Politics

op-ed: angela davis: ‘unbroken line of police violence in the us takes us back to the days of slavery’

December 15, 2014

Check out this interview with Angela Davis, published yesterday by The Guardian. The interview took place in London before a memorial service for black British cultural studies theorist and sociologist Stuart Hall, and sees political activist Angela Davis discussing an array of topics – most relevant, the current state of the United States policing and prison system and history behind it. Explore some excerpts from the interview below, and check it out in full HERE.

By Alexander Aplerku, AFROPUNK Contributor

“There is an unbroken line of police violence in the United States that takes us all the way back to the days of slavery, the aftermath of slavery, the development of the Ku Klux Klan,” says Angela Davis. “There is so much history of this racist violence that simply to bring one person to justice is not going to disturb the whole racist edifice.”

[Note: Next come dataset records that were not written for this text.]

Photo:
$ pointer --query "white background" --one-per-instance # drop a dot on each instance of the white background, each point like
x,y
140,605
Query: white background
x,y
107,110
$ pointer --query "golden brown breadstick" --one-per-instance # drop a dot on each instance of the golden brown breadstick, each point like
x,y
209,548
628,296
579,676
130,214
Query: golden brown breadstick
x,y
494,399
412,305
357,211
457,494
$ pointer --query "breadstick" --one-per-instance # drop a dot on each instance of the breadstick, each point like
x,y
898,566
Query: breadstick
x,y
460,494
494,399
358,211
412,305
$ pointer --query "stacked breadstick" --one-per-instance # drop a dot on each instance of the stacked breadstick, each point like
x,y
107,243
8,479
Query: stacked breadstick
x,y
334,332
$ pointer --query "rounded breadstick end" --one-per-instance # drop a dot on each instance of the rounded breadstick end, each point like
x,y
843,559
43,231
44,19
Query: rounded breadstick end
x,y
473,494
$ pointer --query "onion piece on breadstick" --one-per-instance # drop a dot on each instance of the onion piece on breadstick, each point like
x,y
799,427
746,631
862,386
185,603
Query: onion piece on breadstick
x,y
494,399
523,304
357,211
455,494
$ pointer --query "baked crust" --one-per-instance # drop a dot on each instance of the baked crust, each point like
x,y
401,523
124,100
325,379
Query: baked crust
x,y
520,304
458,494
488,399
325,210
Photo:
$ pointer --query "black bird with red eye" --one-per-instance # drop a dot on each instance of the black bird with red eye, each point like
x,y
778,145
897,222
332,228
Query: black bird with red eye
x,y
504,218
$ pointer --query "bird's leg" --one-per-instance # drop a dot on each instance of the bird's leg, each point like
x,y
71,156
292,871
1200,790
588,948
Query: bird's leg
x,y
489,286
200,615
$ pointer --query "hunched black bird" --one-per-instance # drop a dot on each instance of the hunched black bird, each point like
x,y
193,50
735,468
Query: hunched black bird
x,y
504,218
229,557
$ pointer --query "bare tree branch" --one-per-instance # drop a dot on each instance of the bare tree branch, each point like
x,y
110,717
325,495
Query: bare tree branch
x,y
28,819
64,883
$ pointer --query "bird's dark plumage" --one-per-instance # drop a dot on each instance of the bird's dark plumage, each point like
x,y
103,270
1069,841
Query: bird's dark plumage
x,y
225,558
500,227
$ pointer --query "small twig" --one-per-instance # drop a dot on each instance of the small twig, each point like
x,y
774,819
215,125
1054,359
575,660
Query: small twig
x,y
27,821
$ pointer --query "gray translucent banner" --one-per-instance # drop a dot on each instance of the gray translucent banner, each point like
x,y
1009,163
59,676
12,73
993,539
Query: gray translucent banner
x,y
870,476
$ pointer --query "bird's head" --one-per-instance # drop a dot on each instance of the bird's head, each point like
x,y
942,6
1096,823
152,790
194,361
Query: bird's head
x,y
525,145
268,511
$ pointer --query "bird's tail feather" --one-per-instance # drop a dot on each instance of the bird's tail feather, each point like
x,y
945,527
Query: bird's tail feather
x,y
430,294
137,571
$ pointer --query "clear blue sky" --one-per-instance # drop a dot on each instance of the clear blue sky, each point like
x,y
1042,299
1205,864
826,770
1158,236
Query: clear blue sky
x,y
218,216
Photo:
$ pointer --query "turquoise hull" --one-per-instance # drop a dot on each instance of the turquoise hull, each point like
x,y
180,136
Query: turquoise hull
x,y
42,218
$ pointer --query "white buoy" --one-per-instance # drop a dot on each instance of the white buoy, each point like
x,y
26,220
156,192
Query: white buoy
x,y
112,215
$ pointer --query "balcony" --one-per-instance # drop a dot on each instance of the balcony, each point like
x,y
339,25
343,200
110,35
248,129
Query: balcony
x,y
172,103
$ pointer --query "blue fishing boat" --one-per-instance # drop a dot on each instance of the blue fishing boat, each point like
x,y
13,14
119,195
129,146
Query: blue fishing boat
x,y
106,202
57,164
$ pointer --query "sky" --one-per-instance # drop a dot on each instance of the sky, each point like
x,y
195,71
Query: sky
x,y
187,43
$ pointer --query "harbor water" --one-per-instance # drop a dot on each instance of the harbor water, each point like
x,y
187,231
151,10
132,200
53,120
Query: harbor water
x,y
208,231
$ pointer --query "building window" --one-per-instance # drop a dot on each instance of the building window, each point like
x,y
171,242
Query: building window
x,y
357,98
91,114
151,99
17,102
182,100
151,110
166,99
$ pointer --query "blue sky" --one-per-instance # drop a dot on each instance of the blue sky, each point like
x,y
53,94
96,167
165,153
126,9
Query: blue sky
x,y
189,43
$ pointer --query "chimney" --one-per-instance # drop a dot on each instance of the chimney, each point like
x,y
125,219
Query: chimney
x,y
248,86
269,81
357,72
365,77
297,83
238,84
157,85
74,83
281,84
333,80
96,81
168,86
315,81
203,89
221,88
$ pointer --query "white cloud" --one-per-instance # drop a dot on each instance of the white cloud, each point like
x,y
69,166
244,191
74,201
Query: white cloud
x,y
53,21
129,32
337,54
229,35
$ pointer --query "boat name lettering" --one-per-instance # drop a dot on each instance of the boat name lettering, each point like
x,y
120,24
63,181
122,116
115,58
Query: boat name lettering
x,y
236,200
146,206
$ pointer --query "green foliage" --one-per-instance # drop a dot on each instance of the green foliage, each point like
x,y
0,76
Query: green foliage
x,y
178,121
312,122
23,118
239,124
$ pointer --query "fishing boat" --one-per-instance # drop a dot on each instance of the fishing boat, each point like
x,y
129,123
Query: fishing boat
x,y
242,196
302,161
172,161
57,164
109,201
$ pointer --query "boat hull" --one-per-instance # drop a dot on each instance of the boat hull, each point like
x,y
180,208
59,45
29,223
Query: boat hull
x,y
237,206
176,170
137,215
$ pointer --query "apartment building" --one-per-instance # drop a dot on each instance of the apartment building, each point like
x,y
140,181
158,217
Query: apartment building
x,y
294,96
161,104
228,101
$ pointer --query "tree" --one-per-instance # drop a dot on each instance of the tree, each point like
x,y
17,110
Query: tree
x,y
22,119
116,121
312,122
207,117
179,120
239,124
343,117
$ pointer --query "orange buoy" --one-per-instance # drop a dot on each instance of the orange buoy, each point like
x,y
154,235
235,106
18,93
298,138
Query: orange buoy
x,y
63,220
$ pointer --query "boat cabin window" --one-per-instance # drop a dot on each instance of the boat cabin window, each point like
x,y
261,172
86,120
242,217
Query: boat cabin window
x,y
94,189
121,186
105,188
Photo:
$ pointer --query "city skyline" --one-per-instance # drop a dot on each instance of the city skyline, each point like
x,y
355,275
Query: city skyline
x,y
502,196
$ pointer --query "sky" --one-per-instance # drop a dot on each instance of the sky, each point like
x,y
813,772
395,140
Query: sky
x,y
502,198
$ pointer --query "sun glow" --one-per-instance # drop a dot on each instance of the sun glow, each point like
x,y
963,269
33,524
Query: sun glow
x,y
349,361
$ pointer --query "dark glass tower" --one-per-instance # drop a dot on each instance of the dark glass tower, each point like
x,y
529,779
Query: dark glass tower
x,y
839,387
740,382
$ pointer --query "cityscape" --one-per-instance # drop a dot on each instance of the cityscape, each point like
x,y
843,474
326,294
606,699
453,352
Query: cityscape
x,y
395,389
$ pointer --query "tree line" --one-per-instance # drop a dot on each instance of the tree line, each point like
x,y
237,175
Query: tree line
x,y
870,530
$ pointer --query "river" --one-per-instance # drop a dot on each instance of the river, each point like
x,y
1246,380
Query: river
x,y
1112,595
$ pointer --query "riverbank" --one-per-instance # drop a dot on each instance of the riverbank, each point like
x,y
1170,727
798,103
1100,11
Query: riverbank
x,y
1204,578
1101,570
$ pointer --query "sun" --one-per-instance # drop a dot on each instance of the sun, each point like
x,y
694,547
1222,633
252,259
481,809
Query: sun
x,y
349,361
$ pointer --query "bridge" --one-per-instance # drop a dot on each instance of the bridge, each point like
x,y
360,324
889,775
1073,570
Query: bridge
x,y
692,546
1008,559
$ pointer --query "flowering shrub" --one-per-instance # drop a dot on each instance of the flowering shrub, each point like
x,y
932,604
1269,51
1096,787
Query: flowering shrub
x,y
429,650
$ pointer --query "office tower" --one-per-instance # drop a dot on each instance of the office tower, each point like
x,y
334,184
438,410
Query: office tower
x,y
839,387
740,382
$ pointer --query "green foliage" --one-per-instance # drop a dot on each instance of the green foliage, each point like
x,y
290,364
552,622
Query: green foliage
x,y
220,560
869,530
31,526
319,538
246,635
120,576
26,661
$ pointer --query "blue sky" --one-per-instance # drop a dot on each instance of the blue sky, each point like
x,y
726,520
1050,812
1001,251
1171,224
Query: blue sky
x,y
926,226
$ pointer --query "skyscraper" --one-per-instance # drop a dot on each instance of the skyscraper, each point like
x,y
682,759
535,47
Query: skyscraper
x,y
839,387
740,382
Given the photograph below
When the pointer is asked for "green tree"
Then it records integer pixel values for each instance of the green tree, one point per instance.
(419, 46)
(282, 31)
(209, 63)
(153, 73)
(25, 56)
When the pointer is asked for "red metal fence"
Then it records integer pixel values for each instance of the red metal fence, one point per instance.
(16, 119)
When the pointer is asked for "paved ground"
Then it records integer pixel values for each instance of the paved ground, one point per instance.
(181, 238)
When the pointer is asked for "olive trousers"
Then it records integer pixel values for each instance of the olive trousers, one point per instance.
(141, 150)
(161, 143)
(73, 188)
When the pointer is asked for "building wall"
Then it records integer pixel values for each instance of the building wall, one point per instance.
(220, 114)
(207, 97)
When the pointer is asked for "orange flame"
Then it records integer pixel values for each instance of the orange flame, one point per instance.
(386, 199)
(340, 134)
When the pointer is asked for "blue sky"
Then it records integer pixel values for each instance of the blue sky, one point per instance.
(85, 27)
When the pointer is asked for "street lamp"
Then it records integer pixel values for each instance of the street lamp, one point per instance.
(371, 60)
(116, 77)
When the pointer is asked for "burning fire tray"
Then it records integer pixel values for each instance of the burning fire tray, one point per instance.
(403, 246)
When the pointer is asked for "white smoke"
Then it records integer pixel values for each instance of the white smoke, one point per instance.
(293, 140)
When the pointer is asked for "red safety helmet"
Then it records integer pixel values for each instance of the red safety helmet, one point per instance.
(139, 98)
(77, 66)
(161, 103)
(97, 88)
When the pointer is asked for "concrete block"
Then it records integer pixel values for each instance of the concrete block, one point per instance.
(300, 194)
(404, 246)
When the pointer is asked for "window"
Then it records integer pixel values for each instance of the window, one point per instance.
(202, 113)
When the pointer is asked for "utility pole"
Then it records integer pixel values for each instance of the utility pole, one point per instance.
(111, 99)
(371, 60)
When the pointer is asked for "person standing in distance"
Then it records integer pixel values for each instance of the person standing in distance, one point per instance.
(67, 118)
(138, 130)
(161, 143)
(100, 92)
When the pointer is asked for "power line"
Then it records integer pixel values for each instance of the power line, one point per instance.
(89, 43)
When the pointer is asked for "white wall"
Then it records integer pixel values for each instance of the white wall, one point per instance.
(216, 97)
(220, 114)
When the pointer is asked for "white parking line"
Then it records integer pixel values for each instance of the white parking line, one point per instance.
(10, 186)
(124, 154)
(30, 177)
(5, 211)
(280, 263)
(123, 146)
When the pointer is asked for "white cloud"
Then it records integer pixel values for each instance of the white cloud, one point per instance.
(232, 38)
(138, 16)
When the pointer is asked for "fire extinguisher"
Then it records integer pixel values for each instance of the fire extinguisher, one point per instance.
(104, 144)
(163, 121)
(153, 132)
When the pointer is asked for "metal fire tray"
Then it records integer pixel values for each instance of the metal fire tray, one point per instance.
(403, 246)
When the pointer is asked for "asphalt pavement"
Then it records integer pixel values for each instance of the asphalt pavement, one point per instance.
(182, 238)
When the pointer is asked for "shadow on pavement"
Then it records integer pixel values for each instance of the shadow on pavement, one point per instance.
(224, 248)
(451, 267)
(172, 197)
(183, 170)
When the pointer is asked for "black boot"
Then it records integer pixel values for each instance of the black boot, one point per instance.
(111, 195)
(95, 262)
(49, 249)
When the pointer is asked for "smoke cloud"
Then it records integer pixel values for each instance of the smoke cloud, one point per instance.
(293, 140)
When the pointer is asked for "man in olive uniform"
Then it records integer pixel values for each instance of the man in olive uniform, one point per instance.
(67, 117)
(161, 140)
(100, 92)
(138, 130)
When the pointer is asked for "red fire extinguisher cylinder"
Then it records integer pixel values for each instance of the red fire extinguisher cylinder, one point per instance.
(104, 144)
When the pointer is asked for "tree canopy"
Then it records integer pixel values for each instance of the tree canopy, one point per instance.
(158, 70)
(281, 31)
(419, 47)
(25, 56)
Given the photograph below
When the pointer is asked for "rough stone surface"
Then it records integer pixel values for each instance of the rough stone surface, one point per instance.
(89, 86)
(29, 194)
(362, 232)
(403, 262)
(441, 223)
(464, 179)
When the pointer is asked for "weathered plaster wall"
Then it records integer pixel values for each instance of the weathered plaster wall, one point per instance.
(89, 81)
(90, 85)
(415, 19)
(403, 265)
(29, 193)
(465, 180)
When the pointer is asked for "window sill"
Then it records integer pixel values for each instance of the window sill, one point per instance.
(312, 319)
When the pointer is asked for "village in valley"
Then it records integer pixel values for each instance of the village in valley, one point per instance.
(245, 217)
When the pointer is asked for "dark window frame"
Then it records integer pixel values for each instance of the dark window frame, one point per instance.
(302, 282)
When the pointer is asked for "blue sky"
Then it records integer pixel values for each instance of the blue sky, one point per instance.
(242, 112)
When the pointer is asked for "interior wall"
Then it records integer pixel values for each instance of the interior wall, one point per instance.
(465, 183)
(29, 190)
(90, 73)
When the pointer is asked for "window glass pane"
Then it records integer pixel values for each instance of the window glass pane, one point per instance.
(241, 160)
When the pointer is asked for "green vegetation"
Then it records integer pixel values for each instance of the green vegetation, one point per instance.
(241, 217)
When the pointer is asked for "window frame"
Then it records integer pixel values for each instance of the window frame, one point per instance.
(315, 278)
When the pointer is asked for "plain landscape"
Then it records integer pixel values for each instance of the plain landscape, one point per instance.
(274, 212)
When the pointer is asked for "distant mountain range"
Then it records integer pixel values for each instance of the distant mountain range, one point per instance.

Professor Cornel West recently said that the US still has in effect a “Jim Crow criminal justice system” that “does not deliver justice for black and brown people”. Davis agrees. “You have this huge population of people who come up against the same restrictions that the Jim Crow south created,” she says. The segregation laws that existed until 1965 in the American south, where she grew up, might have gone but, as Davis points out, racist oppression remains.

“The massive over-incarceration of people of colour in general in the US leads to lack of access to democratic practices and liberties. Because prisoners are not able to vote, former prisoners in so many states are not able to vote, people are barred from jobs if they have a history of prison.”